What about an app that relies solely on an individual’s own self-reported COVID-19 diagnosis or symptoms?  This approach definitely helps to alleviate the legal and ethical burdens an employer will face in the process, but the application can only operate as reliable as the integrity of the individual inputting the data.  So while this may help an employer feel that it is doing that which is reasonable to protect other employees, it really might just be engaging in a form or modern-day, corona-security virtue signaling.   

Employers must also consider the inevitable data leaks and hacks that will arise from these third party apps.  The resultant HIPAA violations, credit monitoring, cleanup and public relations nightmare that will follow will be no small matter.  It never is after any sort of employer or third-party leak or hack.  In fact, many employers are surprised to learn that an employee’s medical record is worth more to hackers than their credit card

Security experts say cyber criminals are increasingly targeting the $3 trillion U.S. healthcare industry, which has many companies still reliant on aging computer systems that do not use the latest security features.

“As attackers discover new methods to make money, the healthcare industry is becoming a much riper target because of the ability to sell large batches of personal data for profit,” said Dave Kennedy, an expert on healthcare security and CEO of TrustedSEC LLC. “Hospitals have low security, so it’s relatively easy for these hackers to get a large amount of personal data for medical fraud.” …

The data for sale includes names, birth dates, policy numbers, diagnosis codes and billing information.
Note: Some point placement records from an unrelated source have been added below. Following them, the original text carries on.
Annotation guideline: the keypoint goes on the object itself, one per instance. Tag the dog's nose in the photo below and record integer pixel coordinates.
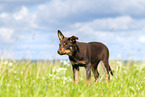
(59, 51)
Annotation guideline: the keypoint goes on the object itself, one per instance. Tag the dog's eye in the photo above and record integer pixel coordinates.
(64, 44)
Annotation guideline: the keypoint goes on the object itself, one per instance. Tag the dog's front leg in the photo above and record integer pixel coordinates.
(88, 74)
(76, 74)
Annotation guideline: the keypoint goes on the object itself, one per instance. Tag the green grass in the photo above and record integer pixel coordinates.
(48, 79)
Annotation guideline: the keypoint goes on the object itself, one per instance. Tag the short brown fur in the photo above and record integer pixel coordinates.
(87, 55)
Fraudsters use this data to create fake IDs to buy medical equipment or drugs that can be resold, or they combine a patient number with a false provider number and file made-up claims with insurers, according to experts who have investigated cyber attacks on healthcare organizations.  

Medical identity theft is often not immediately identified by a patient or their provider, giving criminals years to milk such credentials. That makes medical data more valuable than credit cards, which tend to be quickly canceled by banks once fraud is detected.
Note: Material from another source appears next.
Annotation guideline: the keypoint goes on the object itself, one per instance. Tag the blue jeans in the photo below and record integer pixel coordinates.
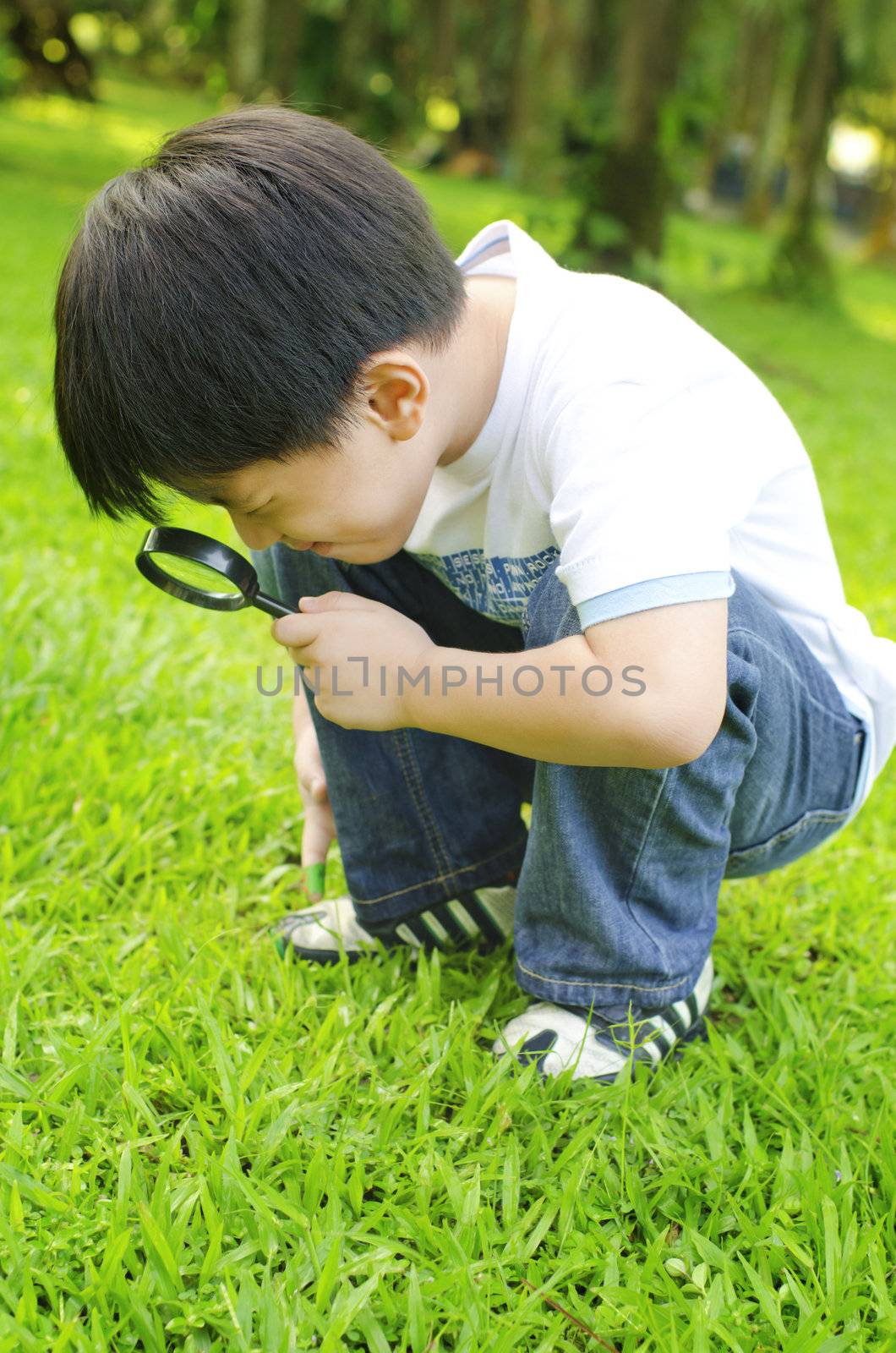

Stolen health credentials can go for $10 each, about 10 or 20 times the value of a U.S. credit card number, according to Don Jackson, director of threat intelligence at PhishLabs, a cyber crime protection company. He obtained the data by monitoring underground exchanges where hackers sell the information.

What about the strategic storage and use of your data?  Did you happen to notice that one of the giant corporations listed earlier in this post is also a massive, nationwide health insurer?  For that entity, every bit of granular data it can extract about your employees allows it to increase your premium as well as its shareholders’ profits.  Employer health plans should always follow one simple rule in health data management – never, under any circumstance, disclose more about employee health status that absolutely necessary under the law.  I generally take this rule one step further as a broker and attorney working in the field.  I never, under any circumstances, want to obtain or possess any health or private information than is absolutely necessary under the law.  Possessing or knowing that data, or, allowing it to be held in more places than necessary simply open up the employer to more liability and headaches than necessary.  
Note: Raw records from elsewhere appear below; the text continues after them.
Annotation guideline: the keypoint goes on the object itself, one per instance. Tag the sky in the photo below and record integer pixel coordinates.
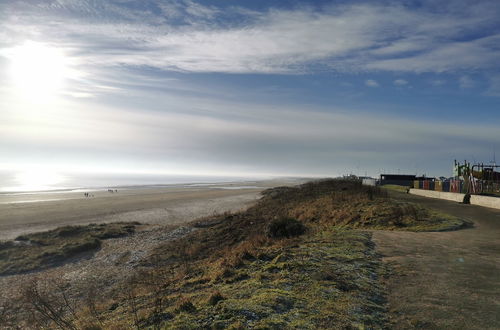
(249, 88)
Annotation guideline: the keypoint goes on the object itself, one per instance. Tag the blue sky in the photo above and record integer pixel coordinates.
(249, 87)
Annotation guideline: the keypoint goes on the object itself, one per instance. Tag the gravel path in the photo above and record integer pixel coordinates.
(446, 280)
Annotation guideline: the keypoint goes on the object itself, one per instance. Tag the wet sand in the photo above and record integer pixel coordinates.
(25, 213)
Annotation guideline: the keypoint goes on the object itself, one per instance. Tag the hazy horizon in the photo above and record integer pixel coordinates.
(260, 88)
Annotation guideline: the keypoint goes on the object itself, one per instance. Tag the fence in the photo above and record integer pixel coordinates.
(475, 186)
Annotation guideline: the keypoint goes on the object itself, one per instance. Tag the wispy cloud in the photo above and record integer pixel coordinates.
(466, 82)
(189, 36)
(400, 82)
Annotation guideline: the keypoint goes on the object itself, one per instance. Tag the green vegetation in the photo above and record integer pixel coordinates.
(301, 258)
(47, 249)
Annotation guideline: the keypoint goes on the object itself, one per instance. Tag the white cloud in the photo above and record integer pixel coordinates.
(437, 82)
(400, 82)
(345, 38)
(466, 82)
(494, 88)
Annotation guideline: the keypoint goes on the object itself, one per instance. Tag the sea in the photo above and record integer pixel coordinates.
(15, 182)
Employers will be presented with countless advertisements and arguments for installing some form of health-tracking application as we consider how to return to the workplace.  And I know that many of these arguments will be good ones.  I just fear that the counterbalancing arguments in favor of liberty, privacy and lawful data protection will be outweighed in this process as there won’t be any gigantic multinational corporations lined up to profit from the sale of common sense, individual liberty and employee privacy.